Windows will perform and age differently in different areas of the country. In the Midwest area, homes may face heavy rains, high winds and the possibility of tornadoes. Summers are usually hot and humid, while winters are freezing and icy. Replacing windows involves many decisions.

Here’s what you need to know:

 

Material

Avoid window frames made from conductive materials like aluminum. It may be strong, but they do transfer thermal energy; unless they contain thermal breaks¹. Other materials include vinyl, fiberglass, wood, and clad. So how do you pick which material to use? It really all depends on the look, life and amount of maintenance you want from a window.
Vinyl is low maintenance, durable, and can last a long time. Although, if you are looking to repaint the window down the road, vinyl is not the easiest to paint and could void your warranty.
Fiberglass is a little more pricey than vinyl, but offers even better durability and energy efficiency. It hardly expands and contracts with temperatures meaning less air leakage.
Wood is more for the style and curb appeal. It has an elegant, classic look which makes it more expensive than the others. Wood windows also come with more maintenance; without proper care, the frame can start warping, rotting and chipping.
Clad 
windows are wood on the inside and one of the other materials on the outside. This gives the classic style for inside and the durable, low maintenance outside. These are higher in cost, but they give a home the best of both worlds.

 

Glass is the next important material to look at when replacing windows. Single-pane windows are possibly the worst choice because there not energy efficient at all. Double-pane windows without low-E coatings² or inert gas aren’t going to offer any improved thermal performance as well. Look for windows that are double-pane, but also have either the low-E or inert gas; these will make the windows considerably more energy efficient and worth the money. Check windows to see if they have the energy label from the National Fenestration Rating Council (NFRC). This organization is promoting the energy efficiency standards around the country. 

Know the Label

The NFRC label helps you compare between energy-efficient windows by providing you with energy performance ratings in multiple categories. The categories include: U-factor, Solar Heat Gain Coefficient (SHGC), Visual Transmittance, and Air Leakage.
The U-factor measures how well a product can keep heat from escaping from the inside of a room. The lower the number, the better a product is at keeping heat in. You want this number to be low.
The SHGC measures how well a product can resist unwanted heat gain, which is especially important during summer cooling season. The lower the number, the less you’ll spend on cooling.
The Visual Transmittance measures how well a product is designed to effectively light your home with daylight, potentially saving you money on artificial lighting. The higher the number, the more natural light is let in. You want this number to be high.
The Air Leakage measures how much air will enter a room through a product. The lower the number, the fewer drafts you’ll experience. You want this number to be low.
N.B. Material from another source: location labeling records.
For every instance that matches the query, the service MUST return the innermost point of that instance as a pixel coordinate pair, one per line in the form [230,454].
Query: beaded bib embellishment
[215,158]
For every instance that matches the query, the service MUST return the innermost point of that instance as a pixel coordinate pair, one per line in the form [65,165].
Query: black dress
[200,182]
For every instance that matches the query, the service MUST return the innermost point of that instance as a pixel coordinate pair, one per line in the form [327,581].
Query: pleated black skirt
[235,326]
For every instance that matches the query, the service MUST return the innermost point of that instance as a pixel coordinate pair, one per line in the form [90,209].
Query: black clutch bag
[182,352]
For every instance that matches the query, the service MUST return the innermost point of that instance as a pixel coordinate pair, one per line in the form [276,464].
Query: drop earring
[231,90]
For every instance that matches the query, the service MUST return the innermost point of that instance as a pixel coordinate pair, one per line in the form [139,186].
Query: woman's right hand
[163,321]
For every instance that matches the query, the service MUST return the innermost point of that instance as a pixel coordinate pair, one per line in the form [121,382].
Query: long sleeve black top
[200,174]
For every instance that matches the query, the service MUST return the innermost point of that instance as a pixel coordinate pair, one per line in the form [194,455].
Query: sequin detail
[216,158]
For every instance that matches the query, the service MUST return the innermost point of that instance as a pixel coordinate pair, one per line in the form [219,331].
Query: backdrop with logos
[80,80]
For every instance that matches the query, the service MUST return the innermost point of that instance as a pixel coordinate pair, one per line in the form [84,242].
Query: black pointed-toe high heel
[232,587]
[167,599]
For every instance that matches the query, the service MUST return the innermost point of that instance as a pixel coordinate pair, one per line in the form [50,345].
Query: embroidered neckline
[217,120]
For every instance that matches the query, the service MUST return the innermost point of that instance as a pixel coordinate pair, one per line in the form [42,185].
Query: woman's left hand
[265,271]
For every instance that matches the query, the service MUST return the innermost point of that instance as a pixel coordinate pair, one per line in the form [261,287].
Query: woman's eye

It will depend on where you live to find the best replacement window for your home. After you figure out the materials and NFRC rating that is right for your home, then it is all down to the colors and style you want from there, and the price you are willing to spend. Floyd Glass & Window has many great styles to choose from and special financing options you just can’t pass up!

¹Thermal Break is an element of low thermal conductivity placed in an assembly to reduce or prevent the flow of thermal energy between conductive materials.
²Low-E or Low-emissivity coating is a microscopically thin, transparent coatingit is much thinner than a human hair; that reflects long-wave infrared energy (or heat).  The ability of a material to radiate energy is known as emissivity.